Comme à son habitude, Rolf Muster a osé appeler un chat un chat. Stéphane Gerber

Fâché Que peut-on attendre des milieux politiques?, a demandé Stéphane Devaux. «En tout cas pas des subventions comme pour la paysannerie!, a rétorqué Rolf Muster, car je veux rester maître chez moi. Par contre, j’attends des pouvoirs publics des mesures d’accompagnement.»

Or, ces derniers ne bougent pratiquement pas, a-t-il déploré. Et de fustiger l’attitude du conseiller fédéral Johann Schneider-Ammann. Rolf Muster n’a en effet pas étranglé sa petite phrase dans laquelle il affirmait que les entreprises devaient miser sur la recherche et le développement (R&D).

«Jusqu’ici, j’ai investi 4 à 5 mios par année en R&Dsur un chiffre d’affaires de 40 mios. Mais comment continuer à le faire si mon chiffre plonge à 22 mios? Mais le pire, c’est d’avoir dit aux entreprises d’aller sous-traiter à l’étranger pour s’en sortir. C’est très grave! C’est la plus grande bêtise que j’ai jamais entendue de la part d’un conseiller fédéral en charge de l’Economie!»

S’il se montre sévère à l’égard de Johann Schneider-Ammann, Rolf Muster a assuré que le constat était largement partagé parmi les membres de Swissmem, l’association faîtière de l’industrie des machines, des équipements électriques et des métaux.

Preuve en sont les propos peu amènes de Hans Hess, président de Swissmem affirmant qu’au sein du Conseil fédéral, personne ne comprenait ce qui se passait dans l’industrie des machines. Une véritable banderille plantée dans le dos de Schneider-Ammann, lui qui fut de longues années durant président de… Swissmem!

De son côté, Patrick Linder a renchéri en jugeant les mots du conseiller fédéral à propos de l’innovation comme totalement déplacés, car ils sous-entendent que les entreprises ne font rien dans ce domaine. «Or, la Suisse figure en tête du classement des pays en termes d’innovation!», a-t-il rappelé.

Rôle de l’état Mais dans quelle mesure l’Etat doit-il soutenir l’industrie?, a interrogé Stéphane Devaux. Pour Patrick Linder, c’est d’abord aux entreprises de prendre leurs responsabilités, et la CEP est là pour les aider.

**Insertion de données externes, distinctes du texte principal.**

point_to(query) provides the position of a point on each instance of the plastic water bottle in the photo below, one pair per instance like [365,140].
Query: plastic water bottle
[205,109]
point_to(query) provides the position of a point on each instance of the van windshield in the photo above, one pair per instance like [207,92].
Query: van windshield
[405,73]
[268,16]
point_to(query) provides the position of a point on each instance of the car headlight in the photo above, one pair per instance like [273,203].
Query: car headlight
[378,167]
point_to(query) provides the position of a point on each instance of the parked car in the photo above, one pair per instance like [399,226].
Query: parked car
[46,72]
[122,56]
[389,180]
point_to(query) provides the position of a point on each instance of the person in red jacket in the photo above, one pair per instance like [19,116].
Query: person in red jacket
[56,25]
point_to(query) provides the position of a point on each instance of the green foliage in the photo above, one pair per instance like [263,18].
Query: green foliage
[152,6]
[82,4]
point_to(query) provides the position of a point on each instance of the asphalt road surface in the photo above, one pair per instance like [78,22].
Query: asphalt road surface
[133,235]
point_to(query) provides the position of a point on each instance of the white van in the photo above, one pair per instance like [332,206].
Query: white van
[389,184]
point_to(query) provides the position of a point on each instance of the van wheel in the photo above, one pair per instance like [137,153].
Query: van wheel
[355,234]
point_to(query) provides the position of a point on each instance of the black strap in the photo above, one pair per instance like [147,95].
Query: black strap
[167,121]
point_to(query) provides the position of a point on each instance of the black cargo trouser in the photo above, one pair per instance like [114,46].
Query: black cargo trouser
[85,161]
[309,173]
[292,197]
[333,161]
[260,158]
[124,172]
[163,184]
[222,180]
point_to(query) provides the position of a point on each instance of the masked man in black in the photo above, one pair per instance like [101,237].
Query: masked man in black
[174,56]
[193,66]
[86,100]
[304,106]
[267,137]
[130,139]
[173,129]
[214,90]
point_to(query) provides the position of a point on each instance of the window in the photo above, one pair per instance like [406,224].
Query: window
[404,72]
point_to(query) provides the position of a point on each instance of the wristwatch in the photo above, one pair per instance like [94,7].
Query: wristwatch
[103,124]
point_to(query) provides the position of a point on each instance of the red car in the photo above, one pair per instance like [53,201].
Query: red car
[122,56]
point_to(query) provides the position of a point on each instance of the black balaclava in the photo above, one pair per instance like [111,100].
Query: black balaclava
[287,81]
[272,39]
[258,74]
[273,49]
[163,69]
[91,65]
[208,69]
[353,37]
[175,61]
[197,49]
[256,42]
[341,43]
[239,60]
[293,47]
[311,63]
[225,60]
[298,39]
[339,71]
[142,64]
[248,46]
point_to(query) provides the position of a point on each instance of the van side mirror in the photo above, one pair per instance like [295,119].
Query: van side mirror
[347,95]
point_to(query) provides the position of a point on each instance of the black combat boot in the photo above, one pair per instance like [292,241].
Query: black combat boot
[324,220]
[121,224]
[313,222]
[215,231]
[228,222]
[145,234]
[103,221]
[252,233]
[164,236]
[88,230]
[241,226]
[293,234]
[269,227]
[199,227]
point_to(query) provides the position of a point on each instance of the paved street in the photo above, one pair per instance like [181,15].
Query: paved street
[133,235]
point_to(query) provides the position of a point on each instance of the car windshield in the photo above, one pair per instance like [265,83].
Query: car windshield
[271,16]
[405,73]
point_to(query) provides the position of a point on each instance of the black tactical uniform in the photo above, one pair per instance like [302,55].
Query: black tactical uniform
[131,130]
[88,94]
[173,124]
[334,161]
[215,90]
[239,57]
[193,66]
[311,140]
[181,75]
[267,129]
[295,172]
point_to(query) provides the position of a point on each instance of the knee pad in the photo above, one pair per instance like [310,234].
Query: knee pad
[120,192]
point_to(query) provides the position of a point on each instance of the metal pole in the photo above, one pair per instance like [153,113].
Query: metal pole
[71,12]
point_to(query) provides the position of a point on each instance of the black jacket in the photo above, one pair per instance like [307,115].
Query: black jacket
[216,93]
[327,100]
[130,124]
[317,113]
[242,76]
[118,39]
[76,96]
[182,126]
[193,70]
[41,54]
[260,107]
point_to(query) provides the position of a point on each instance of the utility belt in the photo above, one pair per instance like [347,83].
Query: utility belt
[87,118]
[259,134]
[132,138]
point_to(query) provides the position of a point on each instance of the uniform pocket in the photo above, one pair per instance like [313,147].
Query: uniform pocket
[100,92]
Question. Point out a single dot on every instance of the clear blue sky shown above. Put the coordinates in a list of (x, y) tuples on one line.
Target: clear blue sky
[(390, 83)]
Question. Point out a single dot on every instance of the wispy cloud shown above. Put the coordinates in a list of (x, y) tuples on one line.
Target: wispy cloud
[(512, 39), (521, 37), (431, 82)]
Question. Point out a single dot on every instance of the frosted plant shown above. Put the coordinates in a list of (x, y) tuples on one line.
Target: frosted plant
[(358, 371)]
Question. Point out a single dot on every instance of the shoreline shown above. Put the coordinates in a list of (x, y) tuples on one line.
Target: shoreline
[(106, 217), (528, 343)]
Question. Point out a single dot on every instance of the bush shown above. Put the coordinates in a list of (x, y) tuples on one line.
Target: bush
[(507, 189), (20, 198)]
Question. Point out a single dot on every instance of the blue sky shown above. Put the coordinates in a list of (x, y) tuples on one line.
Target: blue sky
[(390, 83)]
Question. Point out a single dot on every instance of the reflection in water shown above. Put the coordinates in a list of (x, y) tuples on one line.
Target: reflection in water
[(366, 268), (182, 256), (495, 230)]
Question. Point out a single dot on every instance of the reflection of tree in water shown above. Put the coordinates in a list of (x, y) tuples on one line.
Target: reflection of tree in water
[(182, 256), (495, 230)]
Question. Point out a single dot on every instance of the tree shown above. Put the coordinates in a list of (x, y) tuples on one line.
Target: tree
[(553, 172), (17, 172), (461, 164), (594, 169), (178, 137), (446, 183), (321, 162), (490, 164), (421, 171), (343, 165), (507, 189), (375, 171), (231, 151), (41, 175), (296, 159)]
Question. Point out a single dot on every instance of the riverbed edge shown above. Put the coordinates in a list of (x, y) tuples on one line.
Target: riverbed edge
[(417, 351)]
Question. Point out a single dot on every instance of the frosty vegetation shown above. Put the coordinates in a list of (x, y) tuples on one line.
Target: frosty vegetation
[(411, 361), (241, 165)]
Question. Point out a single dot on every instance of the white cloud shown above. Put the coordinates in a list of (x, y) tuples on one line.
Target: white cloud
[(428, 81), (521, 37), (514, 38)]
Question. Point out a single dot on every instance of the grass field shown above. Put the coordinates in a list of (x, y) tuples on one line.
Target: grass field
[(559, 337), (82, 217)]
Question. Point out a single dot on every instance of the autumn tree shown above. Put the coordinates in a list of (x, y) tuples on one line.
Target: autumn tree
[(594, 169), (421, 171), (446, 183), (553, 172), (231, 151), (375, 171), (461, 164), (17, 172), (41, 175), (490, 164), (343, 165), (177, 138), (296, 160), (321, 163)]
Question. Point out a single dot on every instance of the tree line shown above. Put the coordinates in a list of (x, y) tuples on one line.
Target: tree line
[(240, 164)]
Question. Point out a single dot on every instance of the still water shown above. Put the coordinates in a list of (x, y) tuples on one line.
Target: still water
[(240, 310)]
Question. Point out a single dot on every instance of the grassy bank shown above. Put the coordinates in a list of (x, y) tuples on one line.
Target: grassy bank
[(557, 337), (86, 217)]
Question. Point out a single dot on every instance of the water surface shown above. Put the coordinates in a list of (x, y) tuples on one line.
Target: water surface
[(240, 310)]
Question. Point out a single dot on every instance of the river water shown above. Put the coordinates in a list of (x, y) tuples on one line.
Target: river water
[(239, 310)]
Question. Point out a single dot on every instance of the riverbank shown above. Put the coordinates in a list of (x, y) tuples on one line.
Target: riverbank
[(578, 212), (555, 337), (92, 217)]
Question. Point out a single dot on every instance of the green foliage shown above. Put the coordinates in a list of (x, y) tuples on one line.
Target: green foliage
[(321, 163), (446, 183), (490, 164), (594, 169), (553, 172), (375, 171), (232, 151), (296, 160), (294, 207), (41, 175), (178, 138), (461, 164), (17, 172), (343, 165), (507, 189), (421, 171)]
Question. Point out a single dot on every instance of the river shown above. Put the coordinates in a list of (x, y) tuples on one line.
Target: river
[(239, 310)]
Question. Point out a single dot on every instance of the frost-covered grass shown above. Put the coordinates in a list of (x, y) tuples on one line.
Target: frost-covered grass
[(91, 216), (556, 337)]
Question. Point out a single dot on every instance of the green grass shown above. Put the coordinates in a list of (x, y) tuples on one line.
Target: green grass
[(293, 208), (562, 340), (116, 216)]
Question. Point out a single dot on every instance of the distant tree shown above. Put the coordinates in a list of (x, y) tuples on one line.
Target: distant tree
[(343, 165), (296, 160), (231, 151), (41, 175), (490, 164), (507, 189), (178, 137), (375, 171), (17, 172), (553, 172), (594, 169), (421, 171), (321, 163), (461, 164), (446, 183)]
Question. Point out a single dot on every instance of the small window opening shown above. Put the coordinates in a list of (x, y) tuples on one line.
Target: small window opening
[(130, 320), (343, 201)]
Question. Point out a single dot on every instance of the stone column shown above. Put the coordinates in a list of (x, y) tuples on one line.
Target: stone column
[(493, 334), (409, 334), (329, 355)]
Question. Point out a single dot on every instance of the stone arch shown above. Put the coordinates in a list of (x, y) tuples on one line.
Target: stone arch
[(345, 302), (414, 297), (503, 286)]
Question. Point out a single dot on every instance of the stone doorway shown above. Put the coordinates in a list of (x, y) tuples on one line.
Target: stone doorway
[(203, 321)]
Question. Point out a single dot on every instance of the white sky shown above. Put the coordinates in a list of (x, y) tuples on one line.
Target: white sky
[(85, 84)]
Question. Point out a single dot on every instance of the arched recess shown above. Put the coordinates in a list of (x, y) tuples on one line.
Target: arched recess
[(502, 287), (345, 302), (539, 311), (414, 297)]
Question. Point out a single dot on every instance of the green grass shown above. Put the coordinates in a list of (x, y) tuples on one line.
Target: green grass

«Dès le 15 janvier, nous avons pris des mesures avec notre commission Industries pour déterminer les priorités. Notamment au niveau de la formation, des taux de change, et par le biais d’allocations pour soutenir la R&D afin de maintenir la capacité d’innovation des entreprises.»

Au niveau des ORP, la marge de manœuvre est étroite, car limitée par le cadre légal, a quant à lui rappelé Francis Barth. «Nous pouvons tout d’abord agir au niveau de la RHT (chômage partiel).» Les demandes ont été fortes en janvier, et surtout en février, avant de ralentir les mois suivants. Et en mai, 50 demandes ont été adressées pour tout le canton. «Cela ne signifie pas que toutes y auront recours, mais cela illustre bien que la situation est instable», a-t-il relevé.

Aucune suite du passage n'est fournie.